Among the variables of the BASNEF model, the behavioral intention was the most effective factor on Pap smear screening behavior and in studies conducted based on the behavioral intention model, the predictive power of behavioral intention was found affected by attitudes, subjective norms, and perceived behavioral control, in sequence [29]. The high predictive power of behavioral intention was consistent with the findings of Ouji et al. [15] who showed that among behavioral intention and enabling factors, only was behavioral intention the predictor of physical activity behavior. In addition, Baqiani Moqadam et al. showed that behavioral intention and enabling factors were directly effective on self-monitoring behavior, and the effect of behavioral intention was stronger. They ascribed that enabling factors were also effective on behavior through their indirect effects on intention [17]. In a study by Lee et al. [30], a significant correlation was observed between intention and self-management behavior.

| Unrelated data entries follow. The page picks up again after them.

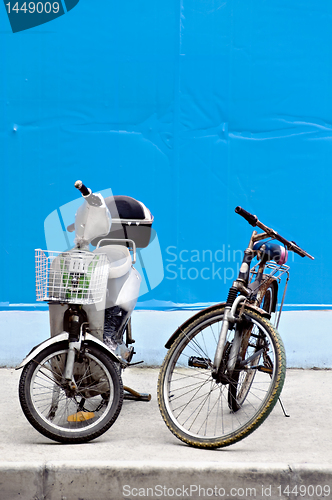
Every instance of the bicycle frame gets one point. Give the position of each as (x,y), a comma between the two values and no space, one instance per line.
(239,285)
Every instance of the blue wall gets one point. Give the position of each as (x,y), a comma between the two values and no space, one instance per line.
(193,107)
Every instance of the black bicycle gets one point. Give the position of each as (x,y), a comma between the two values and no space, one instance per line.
(225,367)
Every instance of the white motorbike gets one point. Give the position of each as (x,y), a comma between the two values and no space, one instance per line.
(71,388)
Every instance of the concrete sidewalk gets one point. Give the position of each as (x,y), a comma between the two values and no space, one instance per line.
(139,457)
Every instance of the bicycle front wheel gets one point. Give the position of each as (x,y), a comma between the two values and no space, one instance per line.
(74,414)
(206,413)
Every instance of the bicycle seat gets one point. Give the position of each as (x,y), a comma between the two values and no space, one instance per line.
(274,251)
(119,258)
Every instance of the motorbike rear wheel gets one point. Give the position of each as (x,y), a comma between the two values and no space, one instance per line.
(75,414)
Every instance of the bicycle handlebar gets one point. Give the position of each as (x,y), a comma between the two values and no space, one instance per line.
(253,221)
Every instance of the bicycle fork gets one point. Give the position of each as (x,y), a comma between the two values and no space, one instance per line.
(229,318)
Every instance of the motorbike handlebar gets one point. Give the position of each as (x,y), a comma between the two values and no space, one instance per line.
(253,221)
(83,189)
(91,198)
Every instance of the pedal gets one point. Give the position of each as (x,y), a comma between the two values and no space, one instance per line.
(131,394)
(81,416)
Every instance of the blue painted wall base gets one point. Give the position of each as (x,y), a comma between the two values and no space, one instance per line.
(306,335)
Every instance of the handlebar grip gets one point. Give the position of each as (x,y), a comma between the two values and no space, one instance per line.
(83,189)
(252,219)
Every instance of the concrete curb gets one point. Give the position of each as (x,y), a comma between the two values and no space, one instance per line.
(108,480)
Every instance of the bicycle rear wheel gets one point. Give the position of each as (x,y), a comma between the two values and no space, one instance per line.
(209,414)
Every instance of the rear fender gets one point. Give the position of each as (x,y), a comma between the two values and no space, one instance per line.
(177,332)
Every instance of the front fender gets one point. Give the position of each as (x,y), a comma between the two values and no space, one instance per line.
(62,337)
(196,316)
(40,347)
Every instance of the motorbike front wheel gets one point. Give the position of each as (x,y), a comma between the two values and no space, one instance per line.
(209,413)
(74,412)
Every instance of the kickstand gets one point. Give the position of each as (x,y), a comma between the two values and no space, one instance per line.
(134,395)
(283,408)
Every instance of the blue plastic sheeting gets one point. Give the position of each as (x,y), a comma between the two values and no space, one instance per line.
(191,107)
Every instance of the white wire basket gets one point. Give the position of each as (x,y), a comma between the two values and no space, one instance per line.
(71,277)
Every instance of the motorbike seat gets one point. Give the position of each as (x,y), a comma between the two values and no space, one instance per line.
(119,259)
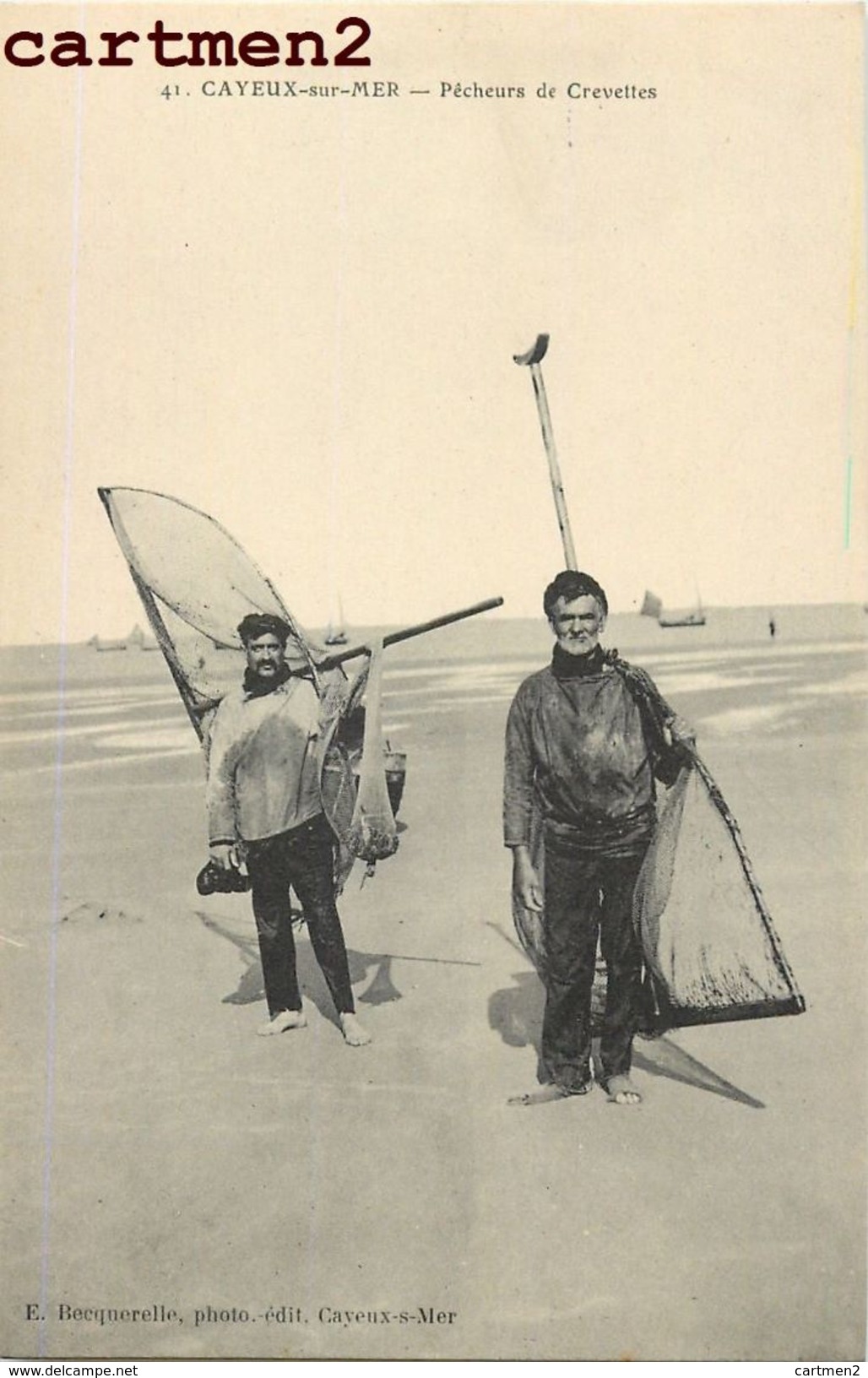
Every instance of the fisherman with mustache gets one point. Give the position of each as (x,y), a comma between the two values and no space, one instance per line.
(584,741)
(265,794)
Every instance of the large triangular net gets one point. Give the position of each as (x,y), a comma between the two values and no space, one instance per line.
(196,584)
(711,952)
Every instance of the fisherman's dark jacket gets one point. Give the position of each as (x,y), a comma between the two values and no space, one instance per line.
(584,751)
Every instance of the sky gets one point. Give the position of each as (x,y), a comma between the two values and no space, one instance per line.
(299,314)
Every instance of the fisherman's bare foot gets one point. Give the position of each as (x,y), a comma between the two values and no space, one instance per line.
(283,1022)
(353,1031)
(621,1092)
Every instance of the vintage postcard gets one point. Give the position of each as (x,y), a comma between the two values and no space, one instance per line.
(357,318)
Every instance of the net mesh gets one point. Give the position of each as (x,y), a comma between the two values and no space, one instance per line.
(196,584)
(708,941)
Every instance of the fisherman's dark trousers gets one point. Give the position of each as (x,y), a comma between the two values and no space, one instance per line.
(305,859)
(586,894)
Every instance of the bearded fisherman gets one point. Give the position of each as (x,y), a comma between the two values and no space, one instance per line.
(584,741)
(263,791)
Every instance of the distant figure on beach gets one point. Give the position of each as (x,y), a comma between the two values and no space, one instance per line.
(580,750)
(263,791)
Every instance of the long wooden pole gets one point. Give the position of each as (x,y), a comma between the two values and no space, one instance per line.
(532,360)
(353,652)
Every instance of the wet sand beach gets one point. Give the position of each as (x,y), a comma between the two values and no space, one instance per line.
(296,1198)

The present study had some limitations including the self-report nature of the data. In addition, due to the cross-sectional design of the study, causal effects could not be proved in this study. Illiterate and illiterate women were included in the study. The barriers to performing Pap smears may be different in them, which may not be mentioned in the present questionnaire.

Conclusion

Based on The results subjective norms and behavioral intention were the two predictors of behavioral intention. Cervical cancer can be prevented through identification and treatment of pre-invasive lesions and the consequences of its late diagnosis can be reduced through raising women’s awareness via implementing educational programs based on the BASNEF model, evaluating enabling factors, and eliminating barriers to the Pap smear screening.